By Kathy Lien, Managing Director of FX Strategy for BK Asset Management.
With the Bank of England and Reserve Bank of Australia monetary policy announcements behind us, the focus turns to the U.S. nonfarm payrolls report. In many ways, the moves in other major currencies have been restrained by the uncertainty surrounding this month’s jobs report. There’s only 2 more before the next Federal Reserve meeting and it is becoming increasingly difficult for investors to believe that it will raise interest rates one more time this year. Between concern about inflation posed by Fed President Bullard and Thursday morning’s surprisingly weak non-manufacturing ISM report, the Fed’s hawkish bias is running on faith alone — UNLESS Friday’s jobs report is unambiguously positive, restoring the market’s confidence in the economy, the U.S. dollar and the central bank.
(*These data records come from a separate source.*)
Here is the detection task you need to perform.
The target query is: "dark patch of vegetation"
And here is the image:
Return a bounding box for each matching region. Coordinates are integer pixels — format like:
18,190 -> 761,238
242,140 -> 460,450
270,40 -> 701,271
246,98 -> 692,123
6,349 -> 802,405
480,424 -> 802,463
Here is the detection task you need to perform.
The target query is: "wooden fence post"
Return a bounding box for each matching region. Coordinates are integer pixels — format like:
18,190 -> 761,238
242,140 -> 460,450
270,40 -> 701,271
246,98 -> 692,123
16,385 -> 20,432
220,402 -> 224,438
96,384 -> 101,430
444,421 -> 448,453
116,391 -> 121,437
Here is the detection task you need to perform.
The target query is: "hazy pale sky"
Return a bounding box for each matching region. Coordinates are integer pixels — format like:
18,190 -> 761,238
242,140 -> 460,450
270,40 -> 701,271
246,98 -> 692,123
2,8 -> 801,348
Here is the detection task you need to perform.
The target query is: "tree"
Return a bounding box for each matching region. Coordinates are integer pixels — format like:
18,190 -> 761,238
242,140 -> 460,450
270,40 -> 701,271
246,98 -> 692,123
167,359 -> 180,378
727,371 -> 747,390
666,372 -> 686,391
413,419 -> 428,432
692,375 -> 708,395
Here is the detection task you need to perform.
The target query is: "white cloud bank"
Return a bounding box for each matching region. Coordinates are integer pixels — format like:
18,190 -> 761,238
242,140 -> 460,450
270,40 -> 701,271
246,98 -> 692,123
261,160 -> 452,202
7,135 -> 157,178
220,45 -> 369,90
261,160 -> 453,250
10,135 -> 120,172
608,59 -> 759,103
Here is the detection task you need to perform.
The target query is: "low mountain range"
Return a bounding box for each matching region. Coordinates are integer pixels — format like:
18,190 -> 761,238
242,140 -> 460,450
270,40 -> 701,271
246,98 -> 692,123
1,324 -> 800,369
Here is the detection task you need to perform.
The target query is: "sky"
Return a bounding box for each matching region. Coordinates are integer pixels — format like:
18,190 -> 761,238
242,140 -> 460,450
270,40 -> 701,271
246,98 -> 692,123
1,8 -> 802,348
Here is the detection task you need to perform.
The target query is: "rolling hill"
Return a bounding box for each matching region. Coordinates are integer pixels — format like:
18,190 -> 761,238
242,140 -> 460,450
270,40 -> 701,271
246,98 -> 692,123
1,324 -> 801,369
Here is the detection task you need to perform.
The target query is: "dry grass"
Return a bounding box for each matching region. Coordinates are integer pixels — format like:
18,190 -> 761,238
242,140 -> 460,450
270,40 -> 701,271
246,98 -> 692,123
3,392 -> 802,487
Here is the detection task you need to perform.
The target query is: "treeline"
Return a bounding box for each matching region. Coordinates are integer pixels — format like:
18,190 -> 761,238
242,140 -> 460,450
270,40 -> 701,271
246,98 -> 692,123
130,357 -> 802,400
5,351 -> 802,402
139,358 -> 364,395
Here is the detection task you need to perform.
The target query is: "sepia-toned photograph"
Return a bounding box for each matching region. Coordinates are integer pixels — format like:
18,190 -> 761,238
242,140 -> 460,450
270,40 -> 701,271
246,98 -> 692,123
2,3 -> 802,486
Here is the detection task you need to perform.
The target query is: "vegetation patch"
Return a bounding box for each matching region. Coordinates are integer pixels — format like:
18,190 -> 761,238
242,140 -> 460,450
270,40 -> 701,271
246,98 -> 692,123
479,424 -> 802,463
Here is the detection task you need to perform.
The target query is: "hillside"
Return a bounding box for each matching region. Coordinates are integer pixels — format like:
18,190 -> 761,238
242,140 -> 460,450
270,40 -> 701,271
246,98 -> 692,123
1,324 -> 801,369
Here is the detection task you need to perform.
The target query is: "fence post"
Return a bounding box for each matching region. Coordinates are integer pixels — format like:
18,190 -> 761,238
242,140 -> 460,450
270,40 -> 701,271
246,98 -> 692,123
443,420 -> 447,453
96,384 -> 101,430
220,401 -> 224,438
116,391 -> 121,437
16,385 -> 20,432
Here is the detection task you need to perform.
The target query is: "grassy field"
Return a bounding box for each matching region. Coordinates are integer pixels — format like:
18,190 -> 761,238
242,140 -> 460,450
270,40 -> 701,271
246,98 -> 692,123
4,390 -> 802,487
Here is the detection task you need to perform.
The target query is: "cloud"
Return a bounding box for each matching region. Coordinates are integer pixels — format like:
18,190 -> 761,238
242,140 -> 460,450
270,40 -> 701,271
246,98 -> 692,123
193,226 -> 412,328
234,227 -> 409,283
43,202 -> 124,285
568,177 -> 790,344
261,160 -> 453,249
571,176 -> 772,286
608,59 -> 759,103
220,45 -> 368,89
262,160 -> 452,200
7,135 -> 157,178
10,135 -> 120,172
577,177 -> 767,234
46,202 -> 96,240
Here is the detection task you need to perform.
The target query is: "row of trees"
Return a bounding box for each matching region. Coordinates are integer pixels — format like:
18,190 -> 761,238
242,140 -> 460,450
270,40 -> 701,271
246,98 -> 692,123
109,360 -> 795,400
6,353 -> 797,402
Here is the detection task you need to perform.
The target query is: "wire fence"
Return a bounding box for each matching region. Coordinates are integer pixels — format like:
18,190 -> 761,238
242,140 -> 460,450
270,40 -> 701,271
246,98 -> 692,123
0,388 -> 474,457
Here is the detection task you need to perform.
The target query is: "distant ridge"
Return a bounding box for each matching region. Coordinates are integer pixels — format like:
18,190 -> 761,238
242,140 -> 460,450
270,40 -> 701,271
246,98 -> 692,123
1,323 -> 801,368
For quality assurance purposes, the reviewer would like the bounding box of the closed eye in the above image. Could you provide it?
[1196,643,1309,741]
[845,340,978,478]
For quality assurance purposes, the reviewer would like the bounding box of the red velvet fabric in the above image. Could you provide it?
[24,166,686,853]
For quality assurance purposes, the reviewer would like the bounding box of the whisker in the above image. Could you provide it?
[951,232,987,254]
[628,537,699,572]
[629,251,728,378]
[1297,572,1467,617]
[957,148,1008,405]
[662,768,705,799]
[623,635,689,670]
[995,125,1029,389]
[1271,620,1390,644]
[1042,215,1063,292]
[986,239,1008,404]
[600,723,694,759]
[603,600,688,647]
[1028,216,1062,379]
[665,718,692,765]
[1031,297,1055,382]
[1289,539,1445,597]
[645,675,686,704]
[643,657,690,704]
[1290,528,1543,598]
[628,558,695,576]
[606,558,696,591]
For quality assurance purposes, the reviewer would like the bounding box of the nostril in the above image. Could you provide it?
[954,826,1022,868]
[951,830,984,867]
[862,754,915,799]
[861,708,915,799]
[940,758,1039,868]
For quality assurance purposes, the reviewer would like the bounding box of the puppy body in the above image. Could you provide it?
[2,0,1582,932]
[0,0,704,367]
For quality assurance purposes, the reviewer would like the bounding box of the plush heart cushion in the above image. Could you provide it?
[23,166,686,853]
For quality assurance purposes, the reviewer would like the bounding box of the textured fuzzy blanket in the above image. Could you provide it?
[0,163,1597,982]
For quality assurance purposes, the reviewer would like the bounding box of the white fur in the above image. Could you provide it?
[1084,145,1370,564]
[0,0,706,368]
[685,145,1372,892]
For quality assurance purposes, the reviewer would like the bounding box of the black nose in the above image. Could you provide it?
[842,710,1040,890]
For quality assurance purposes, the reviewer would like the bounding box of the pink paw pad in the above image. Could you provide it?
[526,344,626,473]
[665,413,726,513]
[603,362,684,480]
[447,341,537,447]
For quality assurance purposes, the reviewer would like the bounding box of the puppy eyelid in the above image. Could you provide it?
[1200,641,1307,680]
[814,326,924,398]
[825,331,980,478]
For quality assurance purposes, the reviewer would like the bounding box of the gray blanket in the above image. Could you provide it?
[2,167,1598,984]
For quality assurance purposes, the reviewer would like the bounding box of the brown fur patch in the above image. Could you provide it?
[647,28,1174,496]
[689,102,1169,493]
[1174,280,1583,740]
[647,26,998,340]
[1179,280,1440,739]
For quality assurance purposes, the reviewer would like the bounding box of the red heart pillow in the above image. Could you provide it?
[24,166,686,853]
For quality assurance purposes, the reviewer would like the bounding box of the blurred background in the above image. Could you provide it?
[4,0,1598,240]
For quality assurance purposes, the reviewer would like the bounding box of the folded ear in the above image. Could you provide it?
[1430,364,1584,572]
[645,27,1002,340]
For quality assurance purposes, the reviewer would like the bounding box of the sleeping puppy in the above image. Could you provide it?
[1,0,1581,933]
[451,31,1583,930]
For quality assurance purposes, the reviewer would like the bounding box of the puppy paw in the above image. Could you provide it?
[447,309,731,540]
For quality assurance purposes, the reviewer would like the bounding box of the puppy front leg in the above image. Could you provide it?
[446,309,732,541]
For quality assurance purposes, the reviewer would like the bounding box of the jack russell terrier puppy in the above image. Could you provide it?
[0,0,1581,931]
Unfortunately, based on a number of labor-market indicators that we typically follow, the argument for a strong report is weak. Aside from the drop in the employment component of non-manufacturing ISM, private payrolls also fell according to ADP, continuing claims increased and sentiment is at a 9-month low according to the University of Michigan consumer sentiment index. The UMich survey is offset by the Conference Board’s consumer confidence report, which increased, but the improvement in the 4-week average jobless claims was small, the increase in the employment component of manufacturing ISM is not incorporated into the headline report and fewer layoffs don'y always translate into stronger job growth. When it comes to the payrolls report, the absolute amount of job growth is almost less important than the unemployment rate and average hourly earnings. Both wage growth and the unemployment rate are expected to improve and if any one of them miss expectations and holds steady or worsen, USD/JPY will drop to 109.50. However if wage growth and the unemployment rate improve, USD/JPY will find its way back to 111.50.
Sterling's outlook, on the other hand, is unambiguously negative following the Bank of England’s monetary policy announcement. The central bank voted 6-2 to leave interest rates unchanged, cut its forecasts for GDP and wage growth and expressed concerns about a “smooth transition to a new economic relationship with the EU.” Governor Carney said the bank’s forecast revisions factor in “uncertainty about the eventual shape of the U.K.’s relationship with the EU, which weighs on the decisions of businesses and households and pulls down both demand and supply.” Not all of his comments were negative as Carney sees growth picking up later in investment and trade with the economy supply capacity rising at a modest rate. As a result, some tightening will be needed in the next 3 years with 2 rate hikes likely to be insufficient. While Carney did talk rate hikes, the 3-year time horizon is just too long for a market looking at another hike from the Fed this year and some type of movement from the ECB. The central-bank’s forecasts are based on the first hike happening in the third quarter of 2018, which is longer than sterling bulls could have hoped. Given how much GBP/USD has risen in the last 4 months (from 1.24 to 1.3250), the tone of Thursday’s central-bank meeting should be enough to confirm 1.3270 as the top in sterling. Euro, on the other hand, continued to march higher although a new high was not reached Thursday. Investors completely shrugged off downward revisions to Eurozone PMIs to focus exclusively on stronger Eurozone retail sales and softer U.S. data.
The U.S. is not the only country scheduled to release labor data on Friday. We’ll also get to see if labor-market conditions eased in Canada after 2 strong months. If job growth slowed, it could extend profit taking in USD/CAD, but the amount of full-time employment will be key. If the net change increases by only 10-20K and full-time work is strong, then USD/CAD could still resume its slide. Yet if full-time jobs are lost, any amount of part-time growth may not be enough to make up the difference. Aside from the employment report, IVEY PMI is also on the docket and the pace of manufacturing growth will be just as important as investors scrutinize every piece of CAD data for weakness. Meanwhile, the Australian dollar extended its slide despite mixed data — the country’s trade balance weakened significantly but service-sector activity increased. Retail sales and the central bank’s monetary policy statement were due Thursday evening and both were expected to be negative for the currency. AUD has peaked and the next stop for the pair should be 78 cents.